Aga Khan Agency for Habitat
- Abbreviation: AKAH
- Formation: 2016
- Headquarters: 1-3 Avenue de la Paix, 1202 Geneva, Switzerland
- Region served: South Asia; Central Asia; Middle East;
- Affiliations: Aga Khan Development Network
- Website: AKAH

= Aga Khan Agency for Habitat =

Habitat and disaster preparedness agency in Asia

The Aga Khan Agency for Habitat (AKAH) was established in 2016 and is part of the Aga Khan Development Network (AKDN). It is an umbrella of AKDN agencies and programs that have provided aid and delivered training on habitat and disaster preparedness since the 1990s.

The former Aga Khan Planning and Building Service, Pakistan (AKBPSP) is now known as Aga Khan Agency for Habitat. Pakistan.

== History and purpose ==
AKAH operates in Afghanistan, Tajikistan, Syria, Pakistan and India. It bridges various AKDN initiatives, including Focus Humanitarian Assistance, and the Aga Khan Planning and Building Services.
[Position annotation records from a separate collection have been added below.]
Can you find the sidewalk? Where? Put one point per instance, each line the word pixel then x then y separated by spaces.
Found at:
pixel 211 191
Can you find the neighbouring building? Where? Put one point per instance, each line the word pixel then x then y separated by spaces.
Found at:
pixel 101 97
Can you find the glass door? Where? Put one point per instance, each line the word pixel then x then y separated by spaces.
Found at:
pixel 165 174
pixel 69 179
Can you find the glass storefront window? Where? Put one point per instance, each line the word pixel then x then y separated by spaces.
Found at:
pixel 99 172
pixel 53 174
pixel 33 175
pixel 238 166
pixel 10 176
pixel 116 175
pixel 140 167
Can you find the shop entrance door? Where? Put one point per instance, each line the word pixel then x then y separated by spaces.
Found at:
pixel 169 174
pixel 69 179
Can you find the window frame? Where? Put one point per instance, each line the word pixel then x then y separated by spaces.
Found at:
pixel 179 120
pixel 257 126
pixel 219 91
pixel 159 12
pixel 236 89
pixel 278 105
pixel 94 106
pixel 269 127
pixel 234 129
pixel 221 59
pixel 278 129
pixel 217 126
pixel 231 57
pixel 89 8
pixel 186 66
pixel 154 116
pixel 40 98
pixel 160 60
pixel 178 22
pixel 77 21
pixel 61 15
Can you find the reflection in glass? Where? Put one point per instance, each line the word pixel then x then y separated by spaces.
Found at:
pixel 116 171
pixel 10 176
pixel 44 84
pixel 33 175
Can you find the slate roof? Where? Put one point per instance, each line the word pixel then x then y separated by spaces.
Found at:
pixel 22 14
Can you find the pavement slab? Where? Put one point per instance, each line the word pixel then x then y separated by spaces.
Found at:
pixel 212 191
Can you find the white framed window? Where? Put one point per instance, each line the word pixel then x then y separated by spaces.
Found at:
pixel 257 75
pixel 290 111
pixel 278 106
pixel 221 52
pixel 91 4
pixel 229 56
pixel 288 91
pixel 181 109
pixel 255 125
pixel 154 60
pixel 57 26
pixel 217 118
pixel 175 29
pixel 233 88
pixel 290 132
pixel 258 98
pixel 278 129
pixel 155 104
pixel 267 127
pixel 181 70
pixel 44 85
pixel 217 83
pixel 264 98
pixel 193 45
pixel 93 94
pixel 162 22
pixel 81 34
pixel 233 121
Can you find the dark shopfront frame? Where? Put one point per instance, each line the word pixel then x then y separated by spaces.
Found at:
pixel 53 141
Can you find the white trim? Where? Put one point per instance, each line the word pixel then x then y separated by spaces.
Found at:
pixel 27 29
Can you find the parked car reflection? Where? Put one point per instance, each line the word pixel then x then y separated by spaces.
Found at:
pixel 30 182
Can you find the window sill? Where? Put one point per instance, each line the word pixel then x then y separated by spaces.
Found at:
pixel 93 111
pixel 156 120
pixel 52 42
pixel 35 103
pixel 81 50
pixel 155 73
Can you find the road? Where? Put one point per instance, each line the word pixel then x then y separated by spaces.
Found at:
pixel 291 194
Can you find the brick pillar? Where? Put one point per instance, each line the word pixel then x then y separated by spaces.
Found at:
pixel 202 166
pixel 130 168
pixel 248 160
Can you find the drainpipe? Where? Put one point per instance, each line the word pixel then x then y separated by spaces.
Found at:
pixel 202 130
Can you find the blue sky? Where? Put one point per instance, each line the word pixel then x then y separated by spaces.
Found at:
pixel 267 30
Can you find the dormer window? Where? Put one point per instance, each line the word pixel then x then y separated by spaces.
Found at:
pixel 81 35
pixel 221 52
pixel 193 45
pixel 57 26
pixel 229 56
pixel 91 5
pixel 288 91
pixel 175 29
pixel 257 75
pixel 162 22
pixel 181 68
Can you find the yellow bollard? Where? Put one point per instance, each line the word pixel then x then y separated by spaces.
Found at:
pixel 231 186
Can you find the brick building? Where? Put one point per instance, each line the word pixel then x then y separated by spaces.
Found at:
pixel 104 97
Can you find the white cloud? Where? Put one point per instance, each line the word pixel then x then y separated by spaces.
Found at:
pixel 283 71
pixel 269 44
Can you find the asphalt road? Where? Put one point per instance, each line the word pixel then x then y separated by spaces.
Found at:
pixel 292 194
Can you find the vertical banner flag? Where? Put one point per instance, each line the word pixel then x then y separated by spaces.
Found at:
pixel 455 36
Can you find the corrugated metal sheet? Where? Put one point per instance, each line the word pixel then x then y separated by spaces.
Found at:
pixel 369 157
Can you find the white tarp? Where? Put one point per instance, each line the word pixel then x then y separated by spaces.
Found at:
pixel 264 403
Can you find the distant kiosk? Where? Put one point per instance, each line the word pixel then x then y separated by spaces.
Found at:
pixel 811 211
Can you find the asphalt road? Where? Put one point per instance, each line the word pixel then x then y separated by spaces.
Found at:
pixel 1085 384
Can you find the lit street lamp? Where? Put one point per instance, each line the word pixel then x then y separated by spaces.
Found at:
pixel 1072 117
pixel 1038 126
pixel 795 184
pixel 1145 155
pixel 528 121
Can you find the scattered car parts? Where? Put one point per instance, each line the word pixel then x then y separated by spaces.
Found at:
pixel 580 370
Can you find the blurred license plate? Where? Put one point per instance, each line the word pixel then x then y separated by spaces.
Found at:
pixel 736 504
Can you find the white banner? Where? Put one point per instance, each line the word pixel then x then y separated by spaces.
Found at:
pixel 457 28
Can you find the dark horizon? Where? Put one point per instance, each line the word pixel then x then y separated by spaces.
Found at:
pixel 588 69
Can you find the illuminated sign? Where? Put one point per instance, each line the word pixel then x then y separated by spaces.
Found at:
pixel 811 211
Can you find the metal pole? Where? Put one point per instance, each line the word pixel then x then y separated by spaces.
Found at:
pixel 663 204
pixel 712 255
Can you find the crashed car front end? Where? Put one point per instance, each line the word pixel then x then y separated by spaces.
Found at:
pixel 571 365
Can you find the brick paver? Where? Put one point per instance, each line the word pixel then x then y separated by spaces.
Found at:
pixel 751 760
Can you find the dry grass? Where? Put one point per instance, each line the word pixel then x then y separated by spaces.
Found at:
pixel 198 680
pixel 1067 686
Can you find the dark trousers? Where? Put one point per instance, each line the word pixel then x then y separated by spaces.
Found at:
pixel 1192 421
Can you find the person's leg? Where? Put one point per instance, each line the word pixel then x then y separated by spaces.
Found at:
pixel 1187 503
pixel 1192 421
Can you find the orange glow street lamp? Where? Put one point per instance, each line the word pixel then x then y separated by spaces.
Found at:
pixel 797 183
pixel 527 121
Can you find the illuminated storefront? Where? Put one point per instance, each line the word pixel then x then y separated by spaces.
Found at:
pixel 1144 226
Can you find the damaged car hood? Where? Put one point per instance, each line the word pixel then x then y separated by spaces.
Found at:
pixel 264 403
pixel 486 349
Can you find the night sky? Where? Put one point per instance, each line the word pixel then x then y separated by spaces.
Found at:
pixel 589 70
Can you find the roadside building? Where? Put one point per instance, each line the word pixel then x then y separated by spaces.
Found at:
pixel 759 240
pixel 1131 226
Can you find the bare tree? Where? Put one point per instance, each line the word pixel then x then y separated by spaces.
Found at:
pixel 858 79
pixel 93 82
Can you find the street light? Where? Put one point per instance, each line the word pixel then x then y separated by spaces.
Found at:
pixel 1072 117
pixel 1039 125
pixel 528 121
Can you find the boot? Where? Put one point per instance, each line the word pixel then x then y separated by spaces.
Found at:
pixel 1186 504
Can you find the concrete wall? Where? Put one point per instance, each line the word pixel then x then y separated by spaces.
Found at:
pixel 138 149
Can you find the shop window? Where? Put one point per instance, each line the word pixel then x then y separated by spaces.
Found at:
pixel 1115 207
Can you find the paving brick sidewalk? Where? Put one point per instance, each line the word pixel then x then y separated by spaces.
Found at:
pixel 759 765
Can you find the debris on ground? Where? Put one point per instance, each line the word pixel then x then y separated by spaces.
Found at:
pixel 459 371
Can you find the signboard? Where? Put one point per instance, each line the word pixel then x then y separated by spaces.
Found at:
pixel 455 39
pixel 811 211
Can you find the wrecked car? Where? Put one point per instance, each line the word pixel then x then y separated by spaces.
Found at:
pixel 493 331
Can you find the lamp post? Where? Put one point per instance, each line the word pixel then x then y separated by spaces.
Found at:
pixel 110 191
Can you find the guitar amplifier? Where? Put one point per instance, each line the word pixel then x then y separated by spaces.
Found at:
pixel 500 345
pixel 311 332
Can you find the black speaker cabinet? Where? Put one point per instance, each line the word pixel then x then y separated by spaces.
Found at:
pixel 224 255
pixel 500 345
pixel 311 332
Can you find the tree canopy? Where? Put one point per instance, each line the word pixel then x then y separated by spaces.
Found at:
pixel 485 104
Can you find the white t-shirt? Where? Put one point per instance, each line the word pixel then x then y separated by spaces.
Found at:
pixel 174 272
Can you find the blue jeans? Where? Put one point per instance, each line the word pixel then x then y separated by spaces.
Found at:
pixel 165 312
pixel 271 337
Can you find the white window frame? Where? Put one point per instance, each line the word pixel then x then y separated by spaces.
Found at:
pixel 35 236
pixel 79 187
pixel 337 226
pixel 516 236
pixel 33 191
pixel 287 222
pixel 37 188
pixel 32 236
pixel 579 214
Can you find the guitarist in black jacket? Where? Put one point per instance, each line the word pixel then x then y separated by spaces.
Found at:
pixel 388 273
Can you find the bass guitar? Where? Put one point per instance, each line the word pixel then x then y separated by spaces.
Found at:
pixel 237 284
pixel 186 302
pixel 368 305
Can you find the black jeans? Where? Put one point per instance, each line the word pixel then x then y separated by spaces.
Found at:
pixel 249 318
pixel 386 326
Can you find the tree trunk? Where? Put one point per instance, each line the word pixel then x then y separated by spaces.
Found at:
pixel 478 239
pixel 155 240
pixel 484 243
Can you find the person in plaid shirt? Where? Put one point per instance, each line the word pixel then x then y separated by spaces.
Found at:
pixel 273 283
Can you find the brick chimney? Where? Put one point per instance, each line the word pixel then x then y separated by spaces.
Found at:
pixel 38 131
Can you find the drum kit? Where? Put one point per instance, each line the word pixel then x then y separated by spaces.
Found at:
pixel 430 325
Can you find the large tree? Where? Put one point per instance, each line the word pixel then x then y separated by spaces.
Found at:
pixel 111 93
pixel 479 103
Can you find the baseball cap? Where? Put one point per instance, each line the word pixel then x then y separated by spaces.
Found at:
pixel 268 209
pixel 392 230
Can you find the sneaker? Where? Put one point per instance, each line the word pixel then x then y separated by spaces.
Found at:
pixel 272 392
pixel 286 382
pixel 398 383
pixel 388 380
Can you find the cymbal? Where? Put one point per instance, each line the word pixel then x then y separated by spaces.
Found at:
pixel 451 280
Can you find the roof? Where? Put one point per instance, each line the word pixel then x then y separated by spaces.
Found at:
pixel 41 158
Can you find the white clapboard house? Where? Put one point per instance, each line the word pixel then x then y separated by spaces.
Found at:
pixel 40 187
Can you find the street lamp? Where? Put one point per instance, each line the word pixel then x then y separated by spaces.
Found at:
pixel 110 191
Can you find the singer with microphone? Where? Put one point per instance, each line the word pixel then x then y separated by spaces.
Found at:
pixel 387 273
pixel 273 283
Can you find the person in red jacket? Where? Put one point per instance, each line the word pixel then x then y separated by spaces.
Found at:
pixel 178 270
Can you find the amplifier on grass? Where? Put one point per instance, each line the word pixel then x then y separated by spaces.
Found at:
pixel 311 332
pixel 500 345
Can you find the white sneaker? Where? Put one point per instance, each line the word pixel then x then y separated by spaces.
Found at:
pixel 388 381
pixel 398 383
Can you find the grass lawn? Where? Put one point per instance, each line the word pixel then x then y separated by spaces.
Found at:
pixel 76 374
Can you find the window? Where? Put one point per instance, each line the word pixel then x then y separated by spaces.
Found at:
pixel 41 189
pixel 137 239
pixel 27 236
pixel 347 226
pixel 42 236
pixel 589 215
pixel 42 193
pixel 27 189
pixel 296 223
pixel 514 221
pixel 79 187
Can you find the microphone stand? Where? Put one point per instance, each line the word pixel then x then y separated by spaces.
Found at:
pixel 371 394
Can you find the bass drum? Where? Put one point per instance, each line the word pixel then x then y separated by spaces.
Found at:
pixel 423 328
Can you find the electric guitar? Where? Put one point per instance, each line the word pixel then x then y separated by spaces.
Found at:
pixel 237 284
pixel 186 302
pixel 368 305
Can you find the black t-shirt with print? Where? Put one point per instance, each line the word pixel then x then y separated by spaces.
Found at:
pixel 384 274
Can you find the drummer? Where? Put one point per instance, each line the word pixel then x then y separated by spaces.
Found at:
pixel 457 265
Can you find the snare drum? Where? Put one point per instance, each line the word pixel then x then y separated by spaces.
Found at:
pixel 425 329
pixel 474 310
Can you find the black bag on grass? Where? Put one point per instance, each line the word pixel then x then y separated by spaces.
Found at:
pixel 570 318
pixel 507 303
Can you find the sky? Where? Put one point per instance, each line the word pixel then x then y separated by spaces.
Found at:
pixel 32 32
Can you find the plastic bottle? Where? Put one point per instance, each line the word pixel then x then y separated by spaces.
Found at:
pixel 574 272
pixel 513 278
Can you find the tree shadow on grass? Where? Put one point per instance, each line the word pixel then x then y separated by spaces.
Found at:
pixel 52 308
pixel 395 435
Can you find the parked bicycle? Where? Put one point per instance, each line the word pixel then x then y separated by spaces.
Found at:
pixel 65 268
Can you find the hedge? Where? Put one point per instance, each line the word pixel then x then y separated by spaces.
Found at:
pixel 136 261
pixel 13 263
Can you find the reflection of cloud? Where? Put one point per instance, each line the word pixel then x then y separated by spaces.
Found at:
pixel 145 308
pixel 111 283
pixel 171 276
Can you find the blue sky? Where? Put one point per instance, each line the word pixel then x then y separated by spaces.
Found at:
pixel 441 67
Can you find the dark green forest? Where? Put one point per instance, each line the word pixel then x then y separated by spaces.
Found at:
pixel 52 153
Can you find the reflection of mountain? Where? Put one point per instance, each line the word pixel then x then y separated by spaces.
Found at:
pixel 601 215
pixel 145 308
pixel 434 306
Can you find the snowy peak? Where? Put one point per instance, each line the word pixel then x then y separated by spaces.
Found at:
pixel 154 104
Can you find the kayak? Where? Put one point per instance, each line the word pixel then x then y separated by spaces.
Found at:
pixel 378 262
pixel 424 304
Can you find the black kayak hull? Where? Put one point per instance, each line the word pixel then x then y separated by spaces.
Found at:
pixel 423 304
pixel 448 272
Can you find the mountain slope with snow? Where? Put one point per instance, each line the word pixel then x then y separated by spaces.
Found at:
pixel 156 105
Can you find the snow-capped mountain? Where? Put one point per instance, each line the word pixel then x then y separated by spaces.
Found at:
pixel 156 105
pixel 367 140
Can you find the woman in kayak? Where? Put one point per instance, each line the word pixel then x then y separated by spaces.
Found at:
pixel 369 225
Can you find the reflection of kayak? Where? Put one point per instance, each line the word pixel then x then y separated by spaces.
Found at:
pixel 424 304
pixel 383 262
The Agency has provided emergency aid to communities who have suffered the consequences of hurricanes, cyclones, avalanches, tsunamis, flooding, earthquakes and civil conflict. It also works alongside communities occupying high-risk areas to safety plan by providing preparation and response training on natural and man-made disasters, as well as the effects of climate change.

Michael Kocher currently serves as General Manager of the Agency.

AKAH advocates for equitable access to safe physical settings with reduced exposure to the effects of natural disasters regardless of socioeconomic status. To allow for progression and an improved quality of life, the Agency also ensures that these settings are equipped with accessible social and financial resources.

== Disaster preparedness and response ==
AKAH trains volunteer teams to warn and safely evacuate people before disasters strike and respond with first aid, search and rescue, and emergency relief post-disaster.

These volunteers are called Community Emergency Response Teams (CERTs). Presently, a network of 162 CERTs and 36,000 volunteers serve as first responders. More than 50% of the volunteers are women.

In response to disasters, emergency survival relief consists of safe drinking water, temporary shelter, nutritional food, clothing, blankets and basic household items.

The Agency has distributed food and established rehabilitation camps to be used as quarantine sites within the geographic regions it operates in as a response to the impacts of the COVID-19 pandemic.

== Water and sanitation ==
To aid with access to clean water and sanitation, AKAH collaborates with local communities through the Water and Sanitation Extension Programme (WASEP), a flagship programme that has been in operation since 1997. More than 500,000 people have benefitted from the building of the water supply systems.

== Safe and sustainable construction ==
After consultation with local communities, the Agency has pooled resources with the Harvard University Graduate School of Design for solutions to design and construct green, energy-efficient and seismically resilient structures.